I’m working on an R package for mixed models under complex sampling. It’s here. At the moment, it only tries to fit two-level linear mixed models to two-stage samples – for example, if you sample schools then students within schools, and want a model with school-level random effects. Also, it’s still experimental and not really tested and may very well contain nuts.
The package uses pairwise composite likelihood, because that’s a lot easier to implement efficiently than the other approaches, and because it doesn’t have the problems with nonlinearity and weight scaling. On the downside, there’s some loss in efficiency, especially in situations where both the predictor and response are very strongly correlated within clusters.
Currently, I’ve only got standard error estimation for the fixed effects. I think I know how to do it for the random effects, but it’s enough of a pain that I don’t want to unless people actually need it. A resampling approach may turn out to be better.
Extending this to more levels of model and stages of sampling shouldn’t be that hard – more tedious than difficult – as long as the model level are nested in the sampling stages. That is, you could have school districts as sampling units above schools, or classrooms as a model level below schools.
The more-general case where model and sampling units aren’t nested turns out to be straightforward for estimation (though efficient implementations are non-trivial) but rather more complicated for standard error estimation. It will come, but not right now.

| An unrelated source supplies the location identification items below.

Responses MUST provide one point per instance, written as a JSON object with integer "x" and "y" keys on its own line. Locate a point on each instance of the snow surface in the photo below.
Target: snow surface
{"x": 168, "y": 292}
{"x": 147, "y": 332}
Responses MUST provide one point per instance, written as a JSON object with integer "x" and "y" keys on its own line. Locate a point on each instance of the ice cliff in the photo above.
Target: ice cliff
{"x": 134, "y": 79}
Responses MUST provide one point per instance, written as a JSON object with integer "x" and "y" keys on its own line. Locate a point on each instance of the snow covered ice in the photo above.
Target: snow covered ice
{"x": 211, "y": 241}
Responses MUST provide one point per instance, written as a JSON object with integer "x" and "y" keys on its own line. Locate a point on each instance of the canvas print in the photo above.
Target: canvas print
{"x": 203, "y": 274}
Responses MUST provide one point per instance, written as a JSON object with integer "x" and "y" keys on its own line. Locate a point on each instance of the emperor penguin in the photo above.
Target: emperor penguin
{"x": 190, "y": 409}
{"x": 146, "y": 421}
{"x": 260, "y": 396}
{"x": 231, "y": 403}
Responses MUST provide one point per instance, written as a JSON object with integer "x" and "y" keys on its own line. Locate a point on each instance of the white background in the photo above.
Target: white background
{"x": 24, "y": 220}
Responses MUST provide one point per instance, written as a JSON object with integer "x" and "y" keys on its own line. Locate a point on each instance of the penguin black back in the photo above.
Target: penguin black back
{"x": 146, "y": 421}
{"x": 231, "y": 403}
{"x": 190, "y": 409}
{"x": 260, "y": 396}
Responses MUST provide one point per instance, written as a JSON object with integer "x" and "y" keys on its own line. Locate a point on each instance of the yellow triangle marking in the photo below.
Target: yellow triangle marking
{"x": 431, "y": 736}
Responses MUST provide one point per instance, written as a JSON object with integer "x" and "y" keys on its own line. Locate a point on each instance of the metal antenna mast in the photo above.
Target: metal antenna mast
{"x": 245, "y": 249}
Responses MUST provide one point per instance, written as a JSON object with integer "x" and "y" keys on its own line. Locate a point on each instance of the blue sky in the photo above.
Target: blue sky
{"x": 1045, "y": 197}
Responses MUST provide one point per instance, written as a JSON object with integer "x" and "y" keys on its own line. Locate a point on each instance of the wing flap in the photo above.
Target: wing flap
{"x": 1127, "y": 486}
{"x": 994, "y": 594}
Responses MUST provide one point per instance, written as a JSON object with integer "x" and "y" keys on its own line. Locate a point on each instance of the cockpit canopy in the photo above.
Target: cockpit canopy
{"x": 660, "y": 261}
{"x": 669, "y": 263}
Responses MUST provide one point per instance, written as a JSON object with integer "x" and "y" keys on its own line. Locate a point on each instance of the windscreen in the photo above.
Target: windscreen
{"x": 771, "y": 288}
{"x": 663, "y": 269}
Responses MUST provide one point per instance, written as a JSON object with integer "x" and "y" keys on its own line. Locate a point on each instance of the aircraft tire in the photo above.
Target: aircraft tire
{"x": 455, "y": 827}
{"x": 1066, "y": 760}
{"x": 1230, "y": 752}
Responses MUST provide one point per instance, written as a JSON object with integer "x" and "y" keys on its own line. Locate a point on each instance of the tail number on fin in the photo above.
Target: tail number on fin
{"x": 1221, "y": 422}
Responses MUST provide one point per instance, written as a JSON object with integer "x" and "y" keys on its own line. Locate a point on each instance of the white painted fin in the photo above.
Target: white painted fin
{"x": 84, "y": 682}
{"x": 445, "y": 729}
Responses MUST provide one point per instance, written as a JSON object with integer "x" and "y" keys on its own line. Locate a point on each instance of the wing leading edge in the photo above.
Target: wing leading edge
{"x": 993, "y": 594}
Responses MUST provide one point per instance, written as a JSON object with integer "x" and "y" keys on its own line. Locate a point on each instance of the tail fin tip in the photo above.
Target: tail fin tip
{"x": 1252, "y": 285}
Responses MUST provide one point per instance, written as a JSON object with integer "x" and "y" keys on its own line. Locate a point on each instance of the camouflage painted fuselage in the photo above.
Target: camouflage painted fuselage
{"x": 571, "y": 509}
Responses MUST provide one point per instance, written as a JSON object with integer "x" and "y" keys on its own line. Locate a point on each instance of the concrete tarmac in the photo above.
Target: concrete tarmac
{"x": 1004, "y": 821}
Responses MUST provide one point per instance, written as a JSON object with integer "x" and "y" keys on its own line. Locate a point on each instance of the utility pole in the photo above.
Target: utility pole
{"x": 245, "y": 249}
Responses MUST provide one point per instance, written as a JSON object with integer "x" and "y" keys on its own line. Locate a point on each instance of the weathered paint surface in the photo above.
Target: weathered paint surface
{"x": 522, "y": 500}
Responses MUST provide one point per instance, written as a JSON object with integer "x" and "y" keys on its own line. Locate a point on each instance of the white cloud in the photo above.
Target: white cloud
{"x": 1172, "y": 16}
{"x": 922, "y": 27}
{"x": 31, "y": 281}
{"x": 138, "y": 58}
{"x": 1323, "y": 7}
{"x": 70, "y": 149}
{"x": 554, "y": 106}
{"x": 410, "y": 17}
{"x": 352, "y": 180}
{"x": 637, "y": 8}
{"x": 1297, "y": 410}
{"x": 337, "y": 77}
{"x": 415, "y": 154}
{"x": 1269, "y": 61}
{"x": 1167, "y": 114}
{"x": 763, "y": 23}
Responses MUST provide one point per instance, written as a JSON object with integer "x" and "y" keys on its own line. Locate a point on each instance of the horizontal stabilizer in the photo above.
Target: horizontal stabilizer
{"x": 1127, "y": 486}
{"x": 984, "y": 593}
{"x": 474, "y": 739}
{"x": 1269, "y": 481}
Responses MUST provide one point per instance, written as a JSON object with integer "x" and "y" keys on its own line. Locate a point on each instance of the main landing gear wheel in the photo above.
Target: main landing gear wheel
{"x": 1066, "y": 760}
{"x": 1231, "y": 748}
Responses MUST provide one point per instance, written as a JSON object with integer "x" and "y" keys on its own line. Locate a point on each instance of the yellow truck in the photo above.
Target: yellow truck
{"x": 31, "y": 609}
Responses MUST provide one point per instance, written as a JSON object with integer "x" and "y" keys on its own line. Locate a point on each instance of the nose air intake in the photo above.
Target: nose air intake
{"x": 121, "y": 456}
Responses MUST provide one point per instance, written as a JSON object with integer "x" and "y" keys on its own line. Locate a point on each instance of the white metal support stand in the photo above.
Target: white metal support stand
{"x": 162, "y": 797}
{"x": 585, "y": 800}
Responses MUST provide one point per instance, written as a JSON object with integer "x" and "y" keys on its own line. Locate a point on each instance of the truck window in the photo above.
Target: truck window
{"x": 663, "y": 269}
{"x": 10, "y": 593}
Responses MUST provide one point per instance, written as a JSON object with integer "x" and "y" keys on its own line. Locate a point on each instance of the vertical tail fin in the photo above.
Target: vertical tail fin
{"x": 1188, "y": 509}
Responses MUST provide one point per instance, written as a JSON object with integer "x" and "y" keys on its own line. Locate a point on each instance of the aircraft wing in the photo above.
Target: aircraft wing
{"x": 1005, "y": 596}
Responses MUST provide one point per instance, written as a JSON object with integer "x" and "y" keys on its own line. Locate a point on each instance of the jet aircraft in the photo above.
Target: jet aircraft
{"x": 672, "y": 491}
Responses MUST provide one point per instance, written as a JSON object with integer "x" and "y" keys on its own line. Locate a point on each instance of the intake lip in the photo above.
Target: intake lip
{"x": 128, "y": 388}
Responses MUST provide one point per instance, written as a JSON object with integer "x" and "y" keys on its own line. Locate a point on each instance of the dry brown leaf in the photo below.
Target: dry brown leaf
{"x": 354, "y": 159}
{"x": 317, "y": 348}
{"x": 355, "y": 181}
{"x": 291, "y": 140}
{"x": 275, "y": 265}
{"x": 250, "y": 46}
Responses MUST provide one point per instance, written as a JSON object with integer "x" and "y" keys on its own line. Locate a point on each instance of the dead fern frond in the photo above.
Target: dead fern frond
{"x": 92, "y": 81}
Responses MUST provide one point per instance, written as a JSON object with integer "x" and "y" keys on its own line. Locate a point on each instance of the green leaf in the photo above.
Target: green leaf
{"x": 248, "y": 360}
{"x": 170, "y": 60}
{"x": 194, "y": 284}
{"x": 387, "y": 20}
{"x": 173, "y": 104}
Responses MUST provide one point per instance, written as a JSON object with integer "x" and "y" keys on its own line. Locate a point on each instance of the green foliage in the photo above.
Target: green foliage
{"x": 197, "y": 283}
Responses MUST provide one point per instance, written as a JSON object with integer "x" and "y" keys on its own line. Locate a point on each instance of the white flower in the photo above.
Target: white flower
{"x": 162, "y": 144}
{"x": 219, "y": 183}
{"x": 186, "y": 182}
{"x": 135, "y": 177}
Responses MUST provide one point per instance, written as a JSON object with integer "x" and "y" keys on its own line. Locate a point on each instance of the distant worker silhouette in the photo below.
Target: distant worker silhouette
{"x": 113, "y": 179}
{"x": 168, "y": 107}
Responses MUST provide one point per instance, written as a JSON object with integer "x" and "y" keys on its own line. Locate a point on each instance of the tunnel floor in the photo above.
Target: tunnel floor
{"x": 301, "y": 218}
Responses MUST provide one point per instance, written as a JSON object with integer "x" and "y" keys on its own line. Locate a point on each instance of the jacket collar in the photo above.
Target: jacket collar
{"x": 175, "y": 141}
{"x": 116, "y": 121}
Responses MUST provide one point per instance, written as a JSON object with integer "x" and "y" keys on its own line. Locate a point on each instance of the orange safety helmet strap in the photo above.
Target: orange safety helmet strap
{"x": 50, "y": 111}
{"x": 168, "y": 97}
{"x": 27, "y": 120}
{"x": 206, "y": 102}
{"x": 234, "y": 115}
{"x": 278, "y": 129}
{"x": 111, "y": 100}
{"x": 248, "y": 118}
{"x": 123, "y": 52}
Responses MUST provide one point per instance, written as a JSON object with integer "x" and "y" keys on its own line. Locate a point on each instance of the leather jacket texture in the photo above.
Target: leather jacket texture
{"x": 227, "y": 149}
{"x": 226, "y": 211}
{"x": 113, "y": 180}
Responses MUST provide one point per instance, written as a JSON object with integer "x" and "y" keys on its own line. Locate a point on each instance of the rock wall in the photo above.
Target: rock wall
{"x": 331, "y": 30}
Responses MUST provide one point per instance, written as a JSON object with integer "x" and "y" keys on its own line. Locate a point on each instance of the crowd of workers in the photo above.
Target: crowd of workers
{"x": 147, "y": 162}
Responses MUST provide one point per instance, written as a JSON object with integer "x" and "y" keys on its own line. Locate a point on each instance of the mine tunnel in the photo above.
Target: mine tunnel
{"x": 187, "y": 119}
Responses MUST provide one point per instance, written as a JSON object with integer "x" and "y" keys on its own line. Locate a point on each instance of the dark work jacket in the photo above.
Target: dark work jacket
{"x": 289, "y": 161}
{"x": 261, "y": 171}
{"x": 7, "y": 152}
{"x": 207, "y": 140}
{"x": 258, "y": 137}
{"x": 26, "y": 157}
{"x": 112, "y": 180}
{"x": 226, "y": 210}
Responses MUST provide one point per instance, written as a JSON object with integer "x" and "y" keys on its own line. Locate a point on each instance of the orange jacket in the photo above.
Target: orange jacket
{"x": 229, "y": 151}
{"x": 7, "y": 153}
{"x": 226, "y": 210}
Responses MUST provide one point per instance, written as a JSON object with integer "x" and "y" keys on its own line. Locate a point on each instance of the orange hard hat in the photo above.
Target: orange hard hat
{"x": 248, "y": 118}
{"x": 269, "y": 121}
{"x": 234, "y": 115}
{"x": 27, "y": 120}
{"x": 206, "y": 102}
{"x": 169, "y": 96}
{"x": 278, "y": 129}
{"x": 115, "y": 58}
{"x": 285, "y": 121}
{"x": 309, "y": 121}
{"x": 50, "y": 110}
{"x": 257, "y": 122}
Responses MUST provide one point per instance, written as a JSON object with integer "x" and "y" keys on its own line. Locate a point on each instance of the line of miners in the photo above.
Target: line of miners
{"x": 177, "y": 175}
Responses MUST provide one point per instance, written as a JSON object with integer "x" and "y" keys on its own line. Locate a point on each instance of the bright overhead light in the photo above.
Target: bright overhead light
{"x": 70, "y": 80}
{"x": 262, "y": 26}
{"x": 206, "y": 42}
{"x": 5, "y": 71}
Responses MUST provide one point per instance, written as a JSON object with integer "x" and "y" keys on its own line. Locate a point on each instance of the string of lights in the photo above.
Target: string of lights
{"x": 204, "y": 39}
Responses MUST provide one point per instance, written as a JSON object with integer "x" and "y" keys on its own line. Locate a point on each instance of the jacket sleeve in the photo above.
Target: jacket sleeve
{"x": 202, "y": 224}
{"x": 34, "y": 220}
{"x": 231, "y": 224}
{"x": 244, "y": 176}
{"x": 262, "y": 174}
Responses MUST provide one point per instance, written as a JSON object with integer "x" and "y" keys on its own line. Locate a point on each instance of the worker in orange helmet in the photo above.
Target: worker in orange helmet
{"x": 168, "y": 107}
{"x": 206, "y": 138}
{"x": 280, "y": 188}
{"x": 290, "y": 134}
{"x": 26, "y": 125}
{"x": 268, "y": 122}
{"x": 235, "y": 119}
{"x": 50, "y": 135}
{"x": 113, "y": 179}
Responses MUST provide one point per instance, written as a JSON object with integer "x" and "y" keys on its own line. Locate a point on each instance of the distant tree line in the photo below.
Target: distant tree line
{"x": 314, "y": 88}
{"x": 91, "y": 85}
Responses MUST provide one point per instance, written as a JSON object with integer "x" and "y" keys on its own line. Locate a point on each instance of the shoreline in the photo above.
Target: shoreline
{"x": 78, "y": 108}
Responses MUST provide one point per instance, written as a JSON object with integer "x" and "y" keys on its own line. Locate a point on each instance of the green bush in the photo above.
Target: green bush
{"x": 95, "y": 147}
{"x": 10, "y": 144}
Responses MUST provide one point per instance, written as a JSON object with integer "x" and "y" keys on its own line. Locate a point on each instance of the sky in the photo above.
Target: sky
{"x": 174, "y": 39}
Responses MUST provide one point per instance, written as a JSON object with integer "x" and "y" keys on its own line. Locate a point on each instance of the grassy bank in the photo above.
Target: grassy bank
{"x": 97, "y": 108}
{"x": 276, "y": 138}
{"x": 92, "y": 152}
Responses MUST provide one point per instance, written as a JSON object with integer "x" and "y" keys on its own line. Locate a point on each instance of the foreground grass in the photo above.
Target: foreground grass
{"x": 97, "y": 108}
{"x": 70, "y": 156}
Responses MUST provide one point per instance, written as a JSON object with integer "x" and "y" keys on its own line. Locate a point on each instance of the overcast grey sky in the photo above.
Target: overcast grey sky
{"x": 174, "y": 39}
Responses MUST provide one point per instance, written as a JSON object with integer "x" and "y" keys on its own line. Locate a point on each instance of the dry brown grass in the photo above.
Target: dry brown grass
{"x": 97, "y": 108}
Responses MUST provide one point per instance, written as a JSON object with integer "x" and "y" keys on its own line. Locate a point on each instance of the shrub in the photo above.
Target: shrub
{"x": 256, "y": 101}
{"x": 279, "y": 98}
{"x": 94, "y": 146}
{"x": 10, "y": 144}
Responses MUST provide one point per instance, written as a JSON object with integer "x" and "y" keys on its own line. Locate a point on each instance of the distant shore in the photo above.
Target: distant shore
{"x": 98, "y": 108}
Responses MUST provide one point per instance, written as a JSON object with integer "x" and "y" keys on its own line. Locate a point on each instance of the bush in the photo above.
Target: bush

Generalised linear mixed models are also tricky: for what I’m doing now you don’t need the conditional modes of the random effects, but for efficient computation in GLMMs you do, in order to use adaptive Gaussian quadrature. It should still be feasible, but it may be a while.
The package relies on lme4 in two ways. First, it uses lmer to get good starting values for optimisation, which is always helpful. Second, it uses Doug Bates’s idea of profiling out the fixed effects parameters and then just feeding the profile loglikelihood to a black-box, derivative-free optimiser. Profiling cuts the number of parameters down a lot, which makes optimisation easier. Using a derivative-free optimiser simplifies the code a lot, since the derivatives with respect to the variance components get messy fast.